The Three Musketeers

I finished reading The Three Musketeers yesterday. (These days, as a result of being broke and unable to afford books, all my reading is either review copies that newspapers send me, or out-of-copyright classics.)

The book approves of, among other things:

  • extra-marital affairs
  • monarchical government
  • summary executions
  • persecuting religious minorities

and throws in a bonus girlfriend-in-refrigerator.

It’s impossible for this book to be anything but a guilty pleasure.

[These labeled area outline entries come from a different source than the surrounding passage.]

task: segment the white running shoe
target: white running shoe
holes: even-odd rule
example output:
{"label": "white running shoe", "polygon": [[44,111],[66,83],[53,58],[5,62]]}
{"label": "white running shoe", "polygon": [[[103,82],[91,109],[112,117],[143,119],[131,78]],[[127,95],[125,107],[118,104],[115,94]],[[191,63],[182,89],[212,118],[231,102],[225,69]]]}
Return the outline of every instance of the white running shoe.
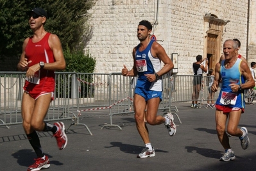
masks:
{"label": "white running shoe", "polygon": [[153,149],[151,151],[149,151],[149,149],[146,147],[146,149],[144,149],[141,151],[141,153],[139,154],[137,156],[138,158],[146,158],[149,157],[151,158],[155,156],[155,152],[154,147],[153,147]]}
{"label": "white running shoe", "polygon": [[175,118],[171,113],[167,113],[166,117],[169,118],[169,122],[166,124],[166,127],[168,130],[170,136],[174,136],[176,133],[176,125],[173,120]]}
{"label": "white running shoe", "polygon": [[235,159],[235,156],[234,154],[234,151],[228,151],[225,154],[224,154],[223,156],[222,156],[219,160],[224,161],[229,161],[230,160],[234,160]]}

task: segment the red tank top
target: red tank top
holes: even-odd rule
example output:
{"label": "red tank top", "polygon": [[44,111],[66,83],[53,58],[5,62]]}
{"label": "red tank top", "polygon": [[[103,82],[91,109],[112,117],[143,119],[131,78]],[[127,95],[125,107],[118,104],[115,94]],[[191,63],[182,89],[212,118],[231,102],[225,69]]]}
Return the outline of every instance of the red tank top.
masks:
{"label": "red tank top", "polygon": [[[29,67],[38,64],[40,61],[53,63],[55,61],[53,51],[48,44],[50,35],[51,33],[47,33],[41,40],[35,43],[32,42],[33,37],[30,38],[25,49],[25,58],[28,58],[28,61],[31,61],[28,65]],[[55,77],[53,70],[40,69],[35,72],[35,77],[32,79],[26,79],[23,88],[28,92],[32,90],[35,93],[54,92]]]}

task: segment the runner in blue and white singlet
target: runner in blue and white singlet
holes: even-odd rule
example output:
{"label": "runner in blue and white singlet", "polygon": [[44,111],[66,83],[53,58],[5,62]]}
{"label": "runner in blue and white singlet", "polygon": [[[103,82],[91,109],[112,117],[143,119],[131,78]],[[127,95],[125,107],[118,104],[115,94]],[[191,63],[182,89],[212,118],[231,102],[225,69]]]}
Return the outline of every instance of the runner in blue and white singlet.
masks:
{"label": "runner in blue and white singlet", "polygon": [[239,69],[241,61],[241,59],[237,58],[232,67],[228,69],[224,66],[225,60],[221,61],[219,74],[222,78],[222,86],[216,104],[230,108],[244,108],[243,91],[233,92],[230,86],[231,83],[241,85],[245,83],[244,77]]}
{"label": "runner in blue and white singlet", "polygon": [[136,69],[138,72],[137,87],[150,90],[162,92],[162,79],[150,82],[145,76],[146,74],[155,74],[161,69],[161,62],[158,58],[152,56],[150,49],[153,40],[151,40],[148,47],[142,51],[139,51],[138,45],[135,54]]}

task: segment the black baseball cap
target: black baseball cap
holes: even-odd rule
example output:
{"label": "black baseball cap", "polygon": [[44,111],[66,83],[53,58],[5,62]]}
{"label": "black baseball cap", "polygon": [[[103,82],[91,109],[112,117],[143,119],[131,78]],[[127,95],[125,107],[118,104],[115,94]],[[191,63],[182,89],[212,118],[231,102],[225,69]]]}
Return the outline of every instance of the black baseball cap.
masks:
{"label": "black baseball cap", "polygon": [[46,18],[48,18],[46,12],[43,8],[34,8],[30,11],[27,11],[26,13],[28,15],[30,15],[31,12],[34,12],[35,14],[37,14],[38,15],[40,15],[41,17],[44,16]]}

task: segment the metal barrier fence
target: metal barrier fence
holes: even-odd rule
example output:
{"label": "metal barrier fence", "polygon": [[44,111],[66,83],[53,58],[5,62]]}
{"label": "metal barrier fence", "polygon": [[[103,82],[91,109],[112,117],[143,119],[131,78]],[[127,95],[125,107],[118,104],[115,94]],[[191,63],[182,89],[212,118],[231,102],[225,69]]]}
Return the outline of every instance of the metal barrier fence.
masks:
{"label": "metal barrier fence", "polygon": [[[23,94],[25,72],[0,72],[0,126],[22,124],[21,99]],[[72,126],[83,126],[92,134],[87,126],[80,123],[85,113],[98,110],[106,110],[110,117],[110,124],[105,127],[117,127],[113,124],[115,115],[133,113],[133,77],[124,77],[121,73],[89,74],[76,72],[55,72],[56,88],[55,100],[52,101],[46,121],[74,120]],[[191,101],[194,76],[162,76],[162,101],[158,110],[171,112],[181,120],[176,113],[178,108],[172,104],[178,102]],[[207,77],[201,81],[201,106],[207,100]],[[215,93],[216,100],[218,92]],[[92,114],[93,115],[93,114]]]}
{"label": "metal barrier fence", "polygon": [[196,100],[192,100],[192,94],[193,92],[193,80],[194,78],[198,76],[173,76],[173,83],[171,86],[171,103],[181,102],[192,102],[198,101],[200,107],[212,108],[207,106],[207,101],[216,101],[219,93],[219,88],[218,92],[214,94],[214,95],[209,96],[209,82],[210,76],[203,76],[200,83],[200,90],[199,98]]}

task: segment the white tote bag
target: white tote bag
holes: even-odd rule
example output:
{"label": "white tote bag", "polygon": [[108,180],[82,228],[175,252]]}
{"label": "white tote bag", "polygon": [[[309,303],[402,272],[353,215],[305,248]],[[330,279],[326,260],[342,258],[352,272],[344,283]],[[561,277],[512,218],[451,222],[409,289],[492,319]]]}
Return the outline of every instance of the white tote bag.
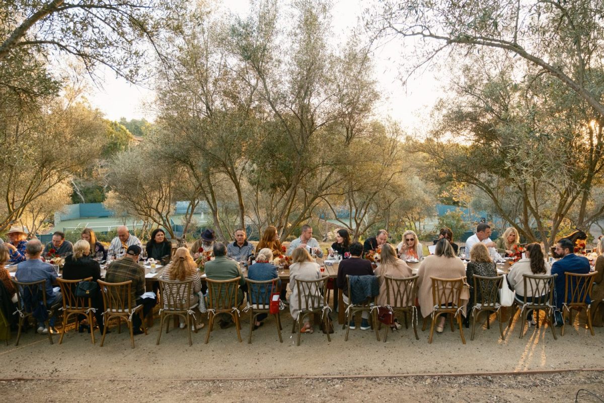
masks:
{"label": "white tote bag", "polygon": [[501,288],[499,290],[499,303],[501,306],[512,306],[514,303],[516,291],[510,289],[507,285],[507,279],[503,275],[503,281],[501,282]]}

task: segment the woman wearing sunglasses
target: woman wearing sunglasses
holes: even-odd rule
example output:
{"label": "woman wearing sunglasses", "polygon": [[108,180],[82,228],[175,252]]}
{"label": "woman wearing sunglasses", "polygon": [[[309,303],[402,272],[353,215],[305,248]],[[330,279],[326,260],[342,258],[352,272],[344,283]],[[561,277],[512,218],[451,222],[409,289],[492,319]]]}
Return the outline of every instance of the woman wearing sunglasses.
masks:
{"label": "woman wearing sunglasses", "polygon": [[417,239],[417,235],[413,231],[405,231],[403,240],[396,247],[400,259],[405,260],[419,260],[423,257],[423,248]]}

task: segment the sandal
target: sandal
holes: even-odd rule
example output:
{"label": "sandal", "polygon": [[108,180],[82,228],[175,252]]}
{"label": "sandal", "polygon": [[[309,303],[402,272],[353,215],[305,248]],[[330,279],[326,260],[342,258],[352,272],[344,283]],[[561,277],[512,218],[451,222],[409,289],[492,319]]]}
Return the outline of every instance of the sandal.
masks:
{"label": "sandal", "polygon": [[306,324],[304,326],[304,327],[300,329],[300,333],[312,333],[315,330],[312,329],[312,326],[310,324]]}

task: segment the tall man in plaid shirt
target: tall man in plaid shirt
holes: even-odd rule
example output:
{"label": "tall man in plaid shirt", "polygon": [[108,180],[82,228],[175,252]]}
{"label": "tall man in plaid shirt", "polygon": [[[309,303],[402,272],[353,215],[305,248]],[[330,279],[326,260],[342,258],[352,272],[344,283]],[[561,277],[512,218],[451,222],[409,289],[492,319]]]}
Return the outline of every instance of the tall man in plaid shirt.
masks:
{"label": "tall man in plaid shirt", "polygon": [[[128,247],[124,257],[113,262],[107,268],[105,281],[108,283],[122,283],[132,280],[130,290],[133,305],[130,308],[142,305],[143,315],[146,317],[153,307],[155,306],[157,298],[140,297],[145,292],[145,269],[137,263],[141,251],[141,247],[138,245]],[[138,315],[133,315],[132,327],[134,328],[134,334],[138,335],[144,332],[141,330],[141,324],[143,323],[140,317]]]}

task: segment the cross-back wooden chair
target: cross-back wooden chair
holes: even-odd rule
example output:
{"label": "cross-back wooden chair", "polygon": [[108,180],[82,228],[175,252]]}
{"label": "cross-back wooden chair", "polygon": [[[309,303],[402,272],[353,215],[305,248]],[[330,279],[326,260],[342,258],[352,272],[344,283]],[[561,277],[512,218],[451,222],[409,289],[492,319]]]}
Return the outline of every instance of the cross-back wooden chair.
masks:
{"label": "cross-back wooden chair", "polygon": [[[370,313],[370,317],[371,320],[371,327],[376,332],[376,338],[378,341],[380,341],[379,338],[379,332],[378,330],[378,309],[377,303],[376,303],[376,297],[368,297],[364,300],[362,302],[358,304],[352,303],[353,295],[352,291],[350,289],[350,276],[348,274],[346,275],[346,283],[348,286],[348,304],[346,305],[346,312],[348,312],[348,315],[346,318],[346,323],[344,326],[346,326],[346,336],[344,337],[344,341],[348,341],[348,334],[350,330],[350,326],[349,325],[350,321],[352,318],[355,317],[355,314],[359,312],[362,312],[364,311],[367,311]],[[359,277],[359,276],[356,276]],[[378,277],[376,276],[371,276],[373,277],[372,279],[373,281],[378,282]]]}
{"label": "cross-back wooden chair", "polygon": [[[571,311],[585,309],[587,316],[587,327],[592,336],[594,336],[594,328],[591,326],[591,288],[594,286],[593,277],[596,272],[586,274],[564,273],[564,300],[562,302],[562,328],[560,334],[564,335],[567,317],[571,315]],[[587,300],[590,302],[587,303]]]}
{"label": "cross-back wooden chair", "polygon": [[145,334],[149,333],[143,315],[143,305],[135,305],[136,301],[132,301],[131,293],[132,280],[129,280],[121,283],[106,283],[101,280],[97,280],[97,282],[98,283],[101,295],[103,295],[103,305],[104,307],[103,318],[104,326],[103,329],[103,337],[101,338],[101,347],[103,347],[105,341],[109,321],[112,319],[117,319],[120,326],[118,332],[121,332],[121,321],[124,319],[128,324],[130,341],[133,349],[134,329],[132,326],[132,317],[134,315],[140,315],[141,325]]}
{"label": "cross-back wooden chair", "polygon": [[[405,327],[409,329],[407,323],[407,314],[411,314],[411,326],[415,333],[416,340],[419,340],[417,336],[417,308],[415,306],[415,300],[417,297],[417,274],[410,277],[394,277],[391,276],[384,276],[384,280],[386,282],[386,305],[387,308],[395,312],[402,312],[405,315]],[[384,341],[386,342],[388,337],[388,329],[390,326],[384,326],[386,329],[384,332]]]}
{"label": "cross-back wooden chair", "polygon": [[557,340],[557,337],[556,336],[555,326],[553,325],[554,310],[556,308],[554,305],[554,288],[556,286],[556,277],[557,277],[557,274],[553,276],[522,274],[524,293],[535,295],[535,297],[524,295],[522,299],[521,300],[516,295],[516,297],[514,298],[514,303],[512,305],[510,323],[508,324],[508,326],[512,326],[516,308],[520,309],[520,338],[524,336],[524,326],[526,324],[528,311],[533,309],[535,311],[533,312],[533,317],[535,319],[538,327],[539,326],[539,311],[545,311],[547,312],[546,315],[549,318],[550,327],[551,328],[551,333],[554,335],[554,340]]}
{"label": "cross-back wooden chair", "polygon": [[[434,326],[441,315],[451,315],[451,332],[453,328],[452,318],[455,318],[459,326],[459,333],[461,337],[461,343],[466,344],[466,338],[463,335],[463,327],[461,326],[461,311],[463,306],[461,305],[461,289],[466,282],[466,277],[458,279],[439,279],[430,277],[432,280],[432,300],[434,304],[432,311],[432,320],[430,323],[430,335],[428,343],[432,343],[432,337],[434,334]],[[423,327],[425,329],[426,322],[424,321]]]}
{"label": "cross-back wooden chair", "polygon": [[211,280],[207,279],[208,285],[208,333],[205,336],[205,344],[210,341],[210,332],[214,327],[214,318],[219,314],[226,314],[233,318],[237,329],[237,337],[239,343],[242,341],[239,324],[239,280],[240,277],[231,280]]}
{"label": "cross-back wooden chair", "polygon": [[[292,326],[292,333],[295,333],[296,324],[298,325],[298,342],[297,346],[300,345],[300,337],[304,318],[309,315],[321,315],[321,321],[327,328],[328,320],[328,311],[329,306],[327,302],[327,280],[329,276],[324,276],[316,280],[300,280],[296,279],[296,290],[298,291],[298,311],[297,317],[294,319]],[[329,332],[327,332],[327,341],[331,341],[332,338]]]}
{"label": "cross-back wooden chair", "polygon": [[[501,323],[501,306],[499,304],[499,290],[503,283],[503,276],[485,277],[475,274],[474,276],[474,305],[472,307],[471,316],[473,319],[472,323],[472,335],[471,340],[474,340],[474,333],[476,330],[476,322],[478,320],[480,314],[487,314],[487,329],[490,329],[490,314],[495,312],[499,322],[499,332],[503,335],[503,326]],[[478,295],[480,295],[480,299]]]}
{"label": "cross-back wooden chair", "polygon": [[[159,282],[162,306],[159,310],[159,334],[157,335],[157,342],[155,344],[156,346],[159,344],[164,322],[165,321],[165,333],[167,334],[170,331],[169,318],[176,316],[182,318],[184,320],[188,335],[189,346],[192,346],[191,324],[194,324],[194,331],[197,333],[197,320],[193,310],[199,305],[199,303],[190,305],[190,297],[193,295],[193,280],[181,282],[159,279]],[[191,317],[193,319],[191,318]]]}
{"label": "cross-back wooden chair", "polygon": [[50,323],[49,319],[50,317],[54,314],[54,311],[60,306],[60,302],[53,304],[51,306],[47,305],[46,295],[46,280],[40,280],[38,282],[31,283],[24,283],[13,279],[13,283],[17,290],[17,311],[14,313],[19,315],[19,330],[17,332],[17,341],[15,346],[19,345],[19,340],[21,338],[21,331],[23,330],[23,325],[26,320],[30,318],[35,318],[34,311],[37,306],[34,303],[37,302],[46,309],[48,315],[44,323],[46,328],[48,329],[48,340],[50,344],[53,343],[53,335],[50,332]]}
{"label": "cross-back wooden chair", "polygon": [[63,279],[57,279],[59,286],[61,288],[61,294],[63,294],[63,331],[61,332],[61,337],[59,339],[59,344],[63,343],[63,337],[65,335],[67,329],[67,322],[69,317],[75,315],[76,322],[78,323],[78,315],[83,315],[88,320],[90,324],[90,339],[92,343],[94,344],[94,315],[93,312],[95,308],[92,306],[92,297],[89,295],[88,297],[76,297],[76,288],[79,283],[82,282],[89,282],[92,280],[92,277],[87,277],[80,280],[63,280]]}
{"label": "cross-back wooden chair", "polygon": [[281,335],[281,317],[279,311],[276,314],[271,314],[271,298],[276,295],[279,298],[280,287],[278,286],[279,279],[272,279],[265,281],[255,281],[246,279],[248,285],[247,305],[245,310],[249,311],[249,337],[248,338],[248,344],[252,343],[252,331],[254,330],[254,324],[256,318],[260,314],[269,314],[275,317],[275,323],[277,326],[277,333],[279,336],[279,341],[283,343],[283,338]]}

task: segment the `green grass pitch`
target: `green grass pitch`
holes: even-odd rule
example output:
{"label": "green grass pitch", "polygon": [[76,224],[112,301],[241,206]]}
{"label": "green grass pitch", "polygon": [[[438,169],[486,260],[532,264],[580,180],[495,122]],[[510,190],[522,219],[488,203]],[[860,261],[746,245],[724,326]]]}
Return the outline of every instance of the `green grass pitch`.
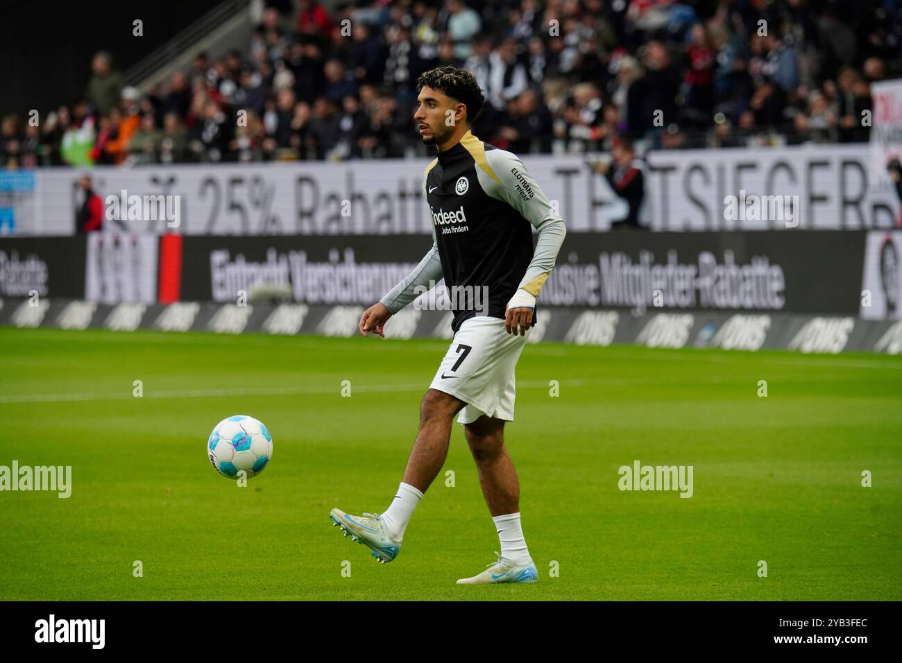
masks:
{"label": "green grass pitch", "polygon": [[[457,423],[377,564],[327,514],[388,506],[446,346],[0,329],[0,465],[73,474],[0,493],[0,599],[902,599],[902,359],[870,355],[528,345],[506,440],[539,582],[455,584],[499,549]],[[246,488],[206,454],[232,414],[273,436]],[[620,491],[635,460],[695,494]]]}

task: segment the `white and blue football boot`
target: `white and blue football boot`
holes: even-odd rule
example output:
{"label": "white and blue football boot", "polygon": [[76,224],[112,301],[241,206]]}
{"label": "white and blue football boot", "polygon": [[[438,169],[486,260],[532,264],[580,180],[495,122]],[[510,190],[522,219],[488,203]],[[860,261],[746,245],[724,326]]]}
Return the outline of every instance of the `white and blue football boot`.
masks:
{"label": "white and blue football boot", "polygon": [[373,557],[382,564],[391,562],[400,552],[400,541],[391,538],[378,513],[352,516],[341,509],[333,509],[329,518],[332,525],[340,527],[345,537],[350,534],[352,541],[363,543],[370,548]]}
{"label": "white and blue football boot", "polygon": [[536,583],[538,582],[538,572],[536,565],[530,559],[529,564],[514,564],[510,559],[502,557],[500,553],[498,561],[487,564],[491,566],[472,578],[461,578],[457,585],[495,585],[498,583]]}

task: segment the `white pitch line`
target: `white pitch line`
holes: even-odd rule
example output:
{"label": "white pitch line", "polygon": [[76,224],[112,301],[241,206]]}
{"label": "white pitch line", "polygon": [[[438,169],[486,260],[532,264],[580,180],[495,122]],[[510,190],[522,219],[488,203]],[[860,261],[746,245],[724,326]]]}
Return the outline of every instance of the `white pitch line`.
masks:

But pleasure it is.

Incidentally, one of the chapters begins this:

It was a stormy and dark night; vast clouds covered the heavens, concealing the stars; the moon would not rise till midnight.

Hmmm. The Three Musketeers was published in 1844 in French, and I think the translation I read dates to 1846.

The more widely known “It was a dark and stormy night” dates back to Lord Bulwer-Lytton’s 1830 Paul Clifford, so now I wonder just what is going on here. Does the original French version also contain “It was a stormy and dark night,” and did the translator reproduce it faithfully, or was the translator trying to sneak in a pop culture reference on his own accord? (Actually, back in the 1840s, was “It was a dark and stormy night” a meme at all, or did it explode into consciousness thanks to Snoopy?)  And if Dumas had written this in the original French, was he making fun of Bulwer-Lytton, or was he just doing it unselfconsciously, and being as melodramatic a writer? This is a mystery, on the order of, dare I say it, the identity of the man in the iron mask.